Except to say that since I was stuck in the house anyway, I decided to make my favorite stew. And since I was stuck for a blog post, I’m gonna share.
First, turn to page 142 in the book to the right. Can you tell that this is one of my favorite cookbooks ever?*
I bought this one when I was pregnant with Janie and was browsing the cookbook section with the vague idea that homemade, organic baby food was The One True Way. Then I spotted this book called One Bite Won’t Kill You and remembered that I married into a family of the most stubborn picky eaters imaginable—and that one of the main reasons I was willing to give breastfeeding a try was that I didn’t have to do anything except eat more.*
You can probably guess the rest.
The recipe is a snap: toss two pounds of stew meat, six sliced carrots (or a bag of the baby ones), one or two chopped onions, and a large diced potato into a dutch oven or heavy-duty, oven-safe, lidded casserole. Or in my case, a crockpot, as my MIL is baking ginger-raisin cookies today and we do not interfere with Grandma’s Cookie Baking, or she might decide to stop.
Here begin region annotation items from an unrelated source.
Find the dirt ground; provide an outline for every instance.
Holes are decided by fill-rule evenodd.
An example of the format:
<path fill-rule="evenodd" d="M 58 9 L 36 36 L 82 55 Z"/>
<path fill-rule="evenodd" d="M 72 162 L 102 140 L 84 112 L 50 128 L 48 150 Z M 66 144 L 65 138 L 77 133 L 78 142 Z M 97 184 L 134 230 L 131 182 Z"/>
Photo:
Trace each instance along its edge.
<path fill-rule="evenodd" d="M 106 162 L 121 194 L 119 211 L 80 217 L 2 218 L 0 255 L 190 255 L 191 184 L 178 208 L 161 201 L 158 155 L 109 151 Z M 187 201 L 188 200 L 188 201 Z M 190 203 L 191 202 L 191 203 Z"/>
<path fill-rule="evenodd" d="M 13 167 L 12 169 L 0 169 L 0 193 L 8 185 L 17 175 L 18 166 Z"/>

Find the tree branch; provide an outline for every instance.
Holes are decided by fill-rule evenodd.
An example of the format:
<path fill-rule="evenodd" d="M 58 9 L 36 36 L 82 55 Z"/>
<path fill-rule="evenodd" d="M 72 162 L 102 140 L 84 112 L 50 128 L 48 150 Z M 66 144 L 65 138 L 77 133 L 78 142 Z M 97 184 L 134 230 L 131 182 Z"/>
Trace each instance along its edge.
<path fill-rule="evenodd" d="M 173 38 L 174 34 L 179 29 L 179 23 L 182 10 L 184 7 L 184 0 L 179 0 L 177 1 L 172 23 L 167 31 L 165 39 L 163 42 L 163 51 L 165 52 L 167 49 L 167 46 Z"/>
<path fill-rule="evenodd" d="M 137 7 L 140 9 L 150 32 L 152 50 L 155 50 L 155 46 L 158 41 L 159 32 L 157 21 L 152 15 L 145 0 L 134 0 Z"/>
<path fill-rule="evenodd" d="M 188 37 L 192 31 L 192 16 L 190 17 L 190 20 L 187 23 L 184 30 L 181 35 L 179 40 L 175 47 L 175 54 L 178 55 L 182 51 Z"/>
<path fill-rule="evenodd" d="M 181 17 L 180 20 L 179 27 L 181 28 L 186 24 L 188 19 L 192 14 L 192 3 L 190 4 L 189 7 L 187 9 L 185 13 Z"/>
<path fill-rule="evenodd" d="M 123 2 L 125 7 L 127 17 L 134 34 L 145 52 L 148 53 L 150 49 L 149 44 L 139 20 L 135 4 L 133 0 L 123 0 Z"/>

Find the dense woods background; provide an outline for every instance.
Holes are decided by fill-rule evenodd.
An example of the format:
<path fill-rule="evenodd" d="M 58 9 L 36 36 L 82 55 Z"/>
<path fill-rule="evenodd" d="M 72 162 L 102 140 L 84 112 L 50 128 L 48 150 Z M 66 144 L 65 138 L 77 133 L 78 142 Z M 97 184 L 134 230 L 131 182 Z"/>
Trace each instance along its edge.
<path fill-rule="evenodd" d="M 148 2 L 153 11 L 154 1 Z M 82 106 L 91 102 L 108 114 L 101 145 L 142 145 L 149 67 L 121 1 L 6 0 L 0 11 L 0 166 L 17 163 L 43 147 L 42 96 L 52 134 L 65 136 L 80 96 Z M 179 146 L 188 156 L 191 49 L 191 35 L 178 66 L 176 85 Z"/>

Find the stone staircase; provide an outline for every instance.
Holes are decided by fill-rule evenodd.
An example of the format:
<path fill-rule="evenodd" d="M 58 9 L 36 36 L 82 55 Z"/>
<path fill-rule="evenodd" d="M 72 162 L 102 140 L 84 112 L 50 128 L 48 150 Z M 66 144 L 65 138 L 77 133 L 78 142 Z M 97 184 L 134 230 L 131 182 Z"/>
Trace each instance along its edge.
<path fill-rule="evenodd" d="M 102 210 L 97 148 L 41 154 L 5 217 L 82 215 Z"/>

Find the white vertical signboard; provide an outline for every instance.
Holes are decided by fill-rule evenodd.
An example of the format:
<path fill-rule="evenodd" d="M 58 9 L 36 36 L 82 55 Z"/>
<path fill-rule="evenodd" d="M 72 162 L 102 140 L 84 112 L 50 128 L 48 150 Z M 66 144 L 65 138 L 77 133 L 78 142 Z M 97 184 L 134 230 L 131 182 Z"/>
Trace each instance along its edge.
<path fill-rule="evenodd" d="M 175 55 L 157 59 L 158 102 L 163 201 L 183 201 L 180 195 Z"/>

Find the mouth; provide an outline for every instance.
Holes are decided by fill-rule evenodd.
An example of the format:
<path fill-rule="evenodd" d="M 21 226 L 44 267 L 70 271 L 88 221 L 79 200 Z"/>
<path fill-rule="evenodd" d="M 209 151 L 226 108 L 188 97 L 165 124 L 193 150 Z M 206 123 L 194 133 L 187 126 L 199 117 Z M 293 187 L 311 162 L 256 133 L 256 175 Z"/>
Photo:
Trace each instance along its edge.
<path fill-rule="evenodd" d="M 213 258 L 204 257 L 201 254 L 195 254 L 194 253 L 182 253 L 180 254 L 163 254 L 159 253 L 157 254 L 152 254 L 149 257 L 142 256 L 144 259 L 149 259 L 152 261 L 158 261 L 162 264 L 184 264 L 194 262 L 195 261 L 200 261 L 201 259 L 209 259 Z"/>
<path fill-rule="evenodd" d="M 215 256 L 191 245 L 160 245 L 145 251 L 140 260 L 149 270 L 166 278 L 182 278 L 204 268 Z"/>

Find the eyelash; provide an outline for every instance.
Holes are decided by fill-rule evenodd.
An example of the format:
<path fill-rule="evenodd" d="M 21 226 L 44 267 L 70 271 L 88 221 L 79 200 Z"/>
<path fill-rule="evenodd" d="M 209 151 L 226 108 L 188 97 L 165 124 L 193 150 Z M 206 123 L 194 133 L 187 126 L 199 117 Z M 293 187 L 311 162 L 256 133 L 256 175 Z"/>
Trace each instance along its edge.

Sprinkle in about a teaspoon of salt and half that of pepper (or suit yourself), a little oregano, a little bay leaf—you know, whatever samples Penzeys sent you in that last shipment.***
Add a 10 or 11 ounce can of condensed tomato soup—I usually use Tomato Bisque, since that’s what the recipe actually calls for, but I’ve also used Cream of Tomato or whatever was on hand—and half a can of water. If you’re really skilled—or really bored—sometimes you can coax the soup to come out in one cylinder.
No, please hold your applause, there’s more.
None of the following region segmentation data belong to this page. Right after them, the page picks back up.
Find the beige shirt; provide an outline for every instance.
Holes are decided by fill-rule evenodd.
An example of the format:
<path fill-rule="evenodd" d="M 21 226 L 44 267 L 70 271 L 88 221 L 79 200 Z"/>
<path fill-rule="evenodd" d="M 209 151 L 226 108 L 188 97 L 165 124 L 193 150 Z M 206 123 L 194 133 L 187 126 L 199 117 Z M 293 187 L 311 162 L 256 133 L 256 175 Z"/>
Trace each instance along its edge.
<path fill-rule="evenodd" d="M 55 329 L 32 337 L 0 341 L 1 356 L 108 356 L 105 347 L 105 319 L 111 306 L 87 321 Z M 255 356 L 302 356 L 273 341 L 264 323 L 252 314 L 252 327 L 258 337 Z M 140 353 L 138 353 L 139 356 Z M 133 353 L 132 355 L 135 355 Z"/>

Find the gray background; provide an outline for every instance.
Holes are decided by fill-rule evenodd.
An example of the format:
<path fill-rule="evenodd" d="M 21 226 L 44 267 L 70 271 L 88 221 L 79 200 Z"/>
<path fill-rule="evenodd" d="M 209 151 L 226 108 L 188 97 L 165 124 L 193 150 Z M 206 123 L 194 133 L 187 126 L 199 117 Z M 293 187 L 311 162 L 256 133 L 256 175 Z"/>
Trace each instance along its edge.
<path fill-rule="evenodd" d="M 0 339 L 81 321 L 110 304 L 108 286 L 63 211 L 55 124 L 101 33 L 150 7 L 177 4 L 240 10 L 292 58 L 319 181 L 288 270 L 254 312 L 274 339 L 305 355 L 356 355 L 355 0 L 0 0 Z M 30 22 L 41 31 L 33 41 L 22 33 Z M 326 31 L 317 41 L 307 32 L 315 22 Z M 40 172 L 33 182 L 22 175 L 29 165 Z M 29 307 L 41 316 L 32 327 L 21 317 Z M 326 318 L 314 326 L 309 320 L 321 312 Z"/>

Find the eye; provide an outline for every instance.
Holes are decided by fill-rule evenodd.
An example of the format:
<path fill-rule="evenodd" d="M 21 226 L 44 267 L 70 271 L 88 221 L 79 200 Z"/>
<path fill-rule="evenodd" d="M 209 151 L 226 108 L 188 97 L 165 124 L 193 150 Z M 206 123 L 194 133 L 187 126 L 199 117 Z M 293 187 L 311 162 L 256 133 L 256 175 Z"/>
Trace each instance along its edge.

Mix it all up and give it a squirt or two of Worcestershire sauce, if you like it—this isn’t in the recipe, and if you don’t have it on hand, it isn’t worth making a special trip to get it. Seal up the pot with a layer or two of foil and put the lid on it.
Bake it at 275F for five hours or on the low setting on the crockpot for about six. The house will start smelling like Pure Savory Goodness in about three. You can check about halfway through to make sure there’s enough liquid in there, but I’ve never had a problem.
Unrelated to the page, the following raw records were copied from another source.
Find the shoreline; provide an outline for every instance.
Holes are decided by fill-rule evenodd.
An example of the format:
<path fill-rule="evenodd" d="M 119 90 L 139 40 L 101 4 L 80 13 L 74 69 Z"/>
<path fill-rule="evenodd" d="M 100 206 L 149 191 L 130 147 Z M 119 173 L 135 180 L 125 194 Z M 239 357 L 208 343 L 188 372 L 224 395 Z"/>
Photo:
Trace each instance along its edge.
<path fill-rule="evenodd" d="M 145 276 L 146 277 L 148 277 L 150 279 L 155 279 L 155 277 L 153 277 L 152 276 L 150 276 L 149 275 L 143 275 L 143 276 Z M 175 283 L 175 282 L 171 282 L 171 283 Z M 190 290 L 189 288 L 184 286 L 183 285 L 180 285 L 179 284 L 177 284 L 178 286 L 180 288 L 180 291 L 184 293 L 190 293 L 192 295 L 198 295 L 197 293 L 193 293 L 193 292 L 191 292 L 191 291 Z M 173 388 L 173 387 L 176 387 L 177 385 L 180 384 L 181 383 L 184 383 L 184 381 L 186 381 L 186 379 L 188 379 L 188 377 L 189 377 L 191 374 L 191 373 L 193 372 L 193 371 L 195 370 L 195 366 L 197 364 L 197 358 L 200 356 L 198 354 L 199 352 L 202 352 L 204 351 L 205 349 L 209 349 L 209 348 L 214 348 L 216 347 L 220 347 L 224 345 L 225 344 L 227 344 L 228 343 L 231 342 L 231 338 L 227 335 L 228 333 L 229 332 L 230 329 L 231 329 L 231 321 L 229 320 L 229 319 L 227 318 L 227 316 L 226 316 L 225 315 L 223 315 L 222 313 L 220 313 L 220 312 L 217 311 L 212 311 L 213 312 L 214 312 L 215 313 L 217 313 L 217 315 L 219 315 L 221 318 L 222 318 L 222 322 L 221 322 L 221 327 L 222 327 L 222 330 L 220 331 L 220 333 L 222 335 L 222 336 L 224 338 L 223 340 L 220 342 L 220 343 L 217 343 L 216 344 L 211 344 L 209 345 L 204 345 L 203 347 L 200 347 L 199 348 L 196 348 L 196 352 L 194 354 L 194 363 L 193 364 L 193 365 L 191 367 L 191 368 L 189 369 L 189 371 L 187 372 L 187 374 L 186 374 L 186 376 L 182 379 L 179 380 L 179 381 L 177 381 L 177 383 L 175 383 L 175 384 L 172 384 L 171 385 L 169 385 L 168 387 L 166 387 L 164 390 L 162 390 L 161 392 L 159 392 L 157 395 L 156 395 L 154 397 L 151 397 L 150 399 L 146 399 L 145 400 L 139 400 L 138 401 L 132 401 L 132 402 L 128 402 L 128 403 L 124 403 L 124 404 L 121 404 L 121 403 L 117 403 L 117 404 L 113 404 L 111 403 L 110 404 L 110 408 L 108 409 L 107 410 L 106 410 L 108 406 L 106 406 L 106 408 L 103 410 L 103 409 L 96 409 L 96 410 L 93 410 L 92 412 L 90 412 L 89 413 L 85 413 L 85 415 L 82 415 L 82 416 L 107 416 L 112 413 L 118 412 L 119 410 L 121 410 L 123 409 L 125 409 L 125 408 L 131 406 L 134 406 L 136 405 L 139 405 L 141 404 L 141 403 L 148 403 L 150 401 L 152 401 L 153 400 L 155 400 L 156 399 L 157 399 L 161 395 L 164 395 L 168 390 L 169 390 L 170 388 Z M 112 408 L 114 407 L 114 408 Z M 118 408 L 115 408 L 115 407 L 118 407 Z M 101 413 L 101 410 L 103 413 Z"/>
So what’s this about a will-something-dork potato?
Well . . . when I was rummaging through the potato bag looking for a few small taters to make up the large one we didn’t have, I found one with an odd shape, as you do. This one had legs. Not only legs, I discovered, but a rather distinctive, if not fetching, curvature on one side:


Potato got back.
So, in the tradition of Charlotte’s Web, if spiders were given to admiring pig derrieres—and it’s really not my place to say—I spared the potato’s life and plan to show it to the kids before tossing it back in the bag and letting it take its chances.
Hey, I have photos. Way, way too many photos.
As for the Willendorf thing . . .


. . . I’ll let you all decide. I have to check the stew—and I think I hear my doorbell!
______
*I know I’ve used this for other books, but it holds true here as well: if I’m ever forced to send this book to the rubbish heap, it will, through the Velveteen Rabbitesque magic of being loved to shabby bits, become a Real Cook.
**Yeah, there was a bit more to it than that, but only because I work outside our home in a place without on-site child care. Since I didn’t have proximity, I had a pump instead.
***If you cook at all, or know someone who does, and you don’t already get the Penzeys catalog, order one now. They are the Victoria’s Secret catalogs of the cooking world.